Kachexie: Bei einer Kachexie kommt es nicht nur zum vollständigen Abbau der Speicherfettdepots, sondern zum schrittweisen Funktionsausfall der Organe. Der Unterschied zwischen Kachexie und Mangelernährung ist die Inflammation, am besten messbar anhand des C-reaktiven Proteins.
Immunoseneszenz: Mit zunehmendem Lebensalter lässt die Leistungsfähigkeit des Immunsystems nach. Dabei verändert sich die Funktion der Mitochondrien und anderer Zelltypen wie der Endothelzellen. Die genauen Ursachen sind komplex und bisher noch wenig verstanden. Mit der Abnahme der Immunfunktion können chronische Entzündungen aufflammen.

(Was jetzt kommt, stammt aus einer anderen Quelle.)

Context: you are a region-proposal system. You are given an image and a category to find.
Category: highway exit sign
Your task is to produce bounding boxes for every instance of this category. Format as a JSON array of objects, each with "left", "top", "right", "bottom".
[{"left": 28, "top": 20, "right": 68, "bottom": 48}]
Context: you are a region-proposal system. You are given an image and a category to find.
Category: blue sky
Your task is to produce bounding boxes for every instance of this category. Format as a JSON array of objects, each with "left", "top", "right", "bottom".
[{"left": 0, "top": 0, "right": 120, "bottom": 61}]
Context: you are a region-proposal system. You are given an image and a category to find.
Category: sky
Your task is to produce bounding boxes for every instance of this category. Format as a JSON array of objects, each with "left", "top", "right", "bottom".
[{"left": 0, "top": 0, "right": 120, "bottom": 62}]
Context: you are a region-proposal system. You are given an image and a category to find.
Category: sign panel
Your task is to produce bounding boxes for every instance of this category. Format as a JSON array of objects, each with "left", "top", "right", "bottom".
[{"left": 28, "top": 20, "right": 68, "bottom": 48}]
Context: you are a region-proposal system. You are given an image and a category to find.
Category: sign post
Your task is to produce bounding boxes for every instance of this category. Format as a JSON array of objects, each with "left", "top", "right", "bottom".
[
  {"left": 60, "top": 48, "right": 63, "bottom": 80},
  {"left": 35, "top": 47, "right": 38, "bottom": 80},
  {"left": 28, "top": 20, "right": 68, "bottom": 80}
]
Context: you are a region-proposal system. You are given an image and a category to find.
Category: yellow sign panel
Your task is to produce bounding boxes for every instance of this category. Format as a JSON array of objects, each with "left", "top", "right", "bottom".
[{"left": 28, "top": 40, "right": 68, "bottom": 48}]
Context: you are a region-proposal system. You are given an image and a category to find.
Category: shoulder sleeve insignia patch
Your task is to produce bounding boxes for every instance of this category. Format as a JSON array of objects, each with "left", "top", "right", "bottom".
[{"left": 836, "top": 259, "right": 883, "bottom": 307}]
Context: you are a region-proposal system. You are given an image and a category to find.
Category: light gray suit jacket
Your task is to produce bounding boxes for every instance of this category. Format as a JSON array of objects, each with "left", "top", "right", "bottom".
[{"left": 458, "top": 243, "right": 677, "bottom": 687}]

Sowohl dieses Inflammaging als auch die Immunoseneszenz tragen zu einem erhöhten Erkrankungsrisiko bei.
Sarkopenie: Bei einer Sarkopenie gehen Muskelmasse, -kraft und -leistung verloren. Ursache des starken muskulären Abbaus sind endokrine, neurodegenerative und inflammatorische Veränderungen. Vor allem trägt eine unzureichende Ernährung zu einer Sarkopenie bei.
Frailty-Syndrom: Frailty oder Gebrechlichkeit ist ein geriatrischer Komplex verschiedener Symptome, deren wichtigste Ursache eine Sarkopenie ist. Ein deutlicher Verlust an Kraft und Ausdauer zeigt sich beispielsweise beim verlangsamten Gehen, an Schwierigkeiten beim Aufstehen, einer raschen Ermüdbarkeit und eingeschränkten Organfunktionen.